Strategic initiatives progressing well
My impression after reviewing TPX’s 4Q22 earnings report is that the company’s efforts will continue to enable strong performance going forward. In particular, despite a weaker demand backdrop, TPX is reaping the benefits of investments in new products and marketing. Furthermore, TPX is making use of its omnichannel distribution model to give customers more flexibility in choosing where to make purchases. On the other hand, TPX OEM operations are being expanded by management which should generate $600 million annually in revenue. As a result, despite global macro uncertainty, I expect US demand to stabilize after suffering its largest annual decline. Further, I anticipate that as we get back to a normal environment, and TPX implements these strategies, it will be able to generate robust FCF, which can be used to fund share repurchases.

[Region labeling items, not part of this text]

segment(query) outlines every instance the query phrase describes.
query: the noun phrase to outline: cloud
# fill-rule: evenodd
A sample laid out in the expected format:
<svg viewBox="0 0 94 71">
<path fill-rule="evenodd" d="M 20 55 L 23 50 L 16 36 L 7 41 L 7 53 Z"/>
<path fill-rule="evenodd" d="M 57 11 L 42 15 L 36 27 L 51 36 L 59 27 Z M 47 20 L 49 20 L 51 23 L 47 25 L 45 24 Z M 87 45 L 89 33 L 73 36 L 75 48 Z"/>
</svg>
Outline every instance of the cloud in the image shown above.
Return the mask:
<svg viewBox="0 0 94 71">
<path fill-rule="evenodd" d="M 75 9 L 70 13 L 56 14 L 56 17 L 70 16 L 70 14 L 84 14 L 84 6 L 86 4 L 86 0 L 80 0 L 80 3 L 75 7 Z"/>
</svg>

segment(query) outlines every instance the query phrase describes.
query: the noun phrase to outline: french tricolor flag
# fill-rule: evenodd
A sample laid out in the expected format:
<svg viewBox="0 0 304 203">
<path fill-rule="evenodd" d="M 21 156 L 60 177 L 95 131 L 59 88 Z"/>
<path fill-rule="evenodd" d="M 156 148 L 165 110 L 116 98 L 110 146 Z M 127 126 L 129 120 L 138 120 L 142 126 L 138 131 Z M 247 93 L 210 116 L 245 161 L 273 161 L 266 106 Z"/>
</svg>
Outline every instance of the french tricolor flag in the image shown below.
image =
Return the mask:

Product and brand-related initiatives are also gaining traction. There has been a brisk demand for Stearns & Foster’s new offerings since the launch began. Supply chain issues have delayed the full rollout until Memorial Day, but the plan to increase available retail slots is still on schedule. More recently established e-commerce platforms also outperformed projections, largely as a result of a shift in product mix toward higher-priced items. In the coming quarters, I foresee new product launches to international markets, which will increase TPX TAM. This is a key indicator to track because it shows how transportable the TPX brand and product are and lengthens the company’s growth runway.
Conclusion
I have a favorable view on TPX’s ability to perform well and increase its market presence in the bedding industry. I consider the management’s forecast of stable unit sales for FY23 to be reasonable, as consumers may continue to delay big purchases until they feel more financially secure. As a long-term investor, I am ignoring the expected temporary weak performance and focusing on the growth prospects in FY24. My confidence in this view is strengthened by stabilizing demand, reducing commodity cost pressure, and the company’s successful execution of strategic plans, which should result in growth and improvement in margins. TPX’s 4Q22 results show the company’s ability to handle decreasing demand and the advantage of its diverse product and brand portfolio. I anticipate TPX to experience growth gradually throughout the year, with a significant increase in the latter half, due to the full-year advertising investments and improved efficiency in overhead costs. I believe that TPX is in a strong position for future growth and success.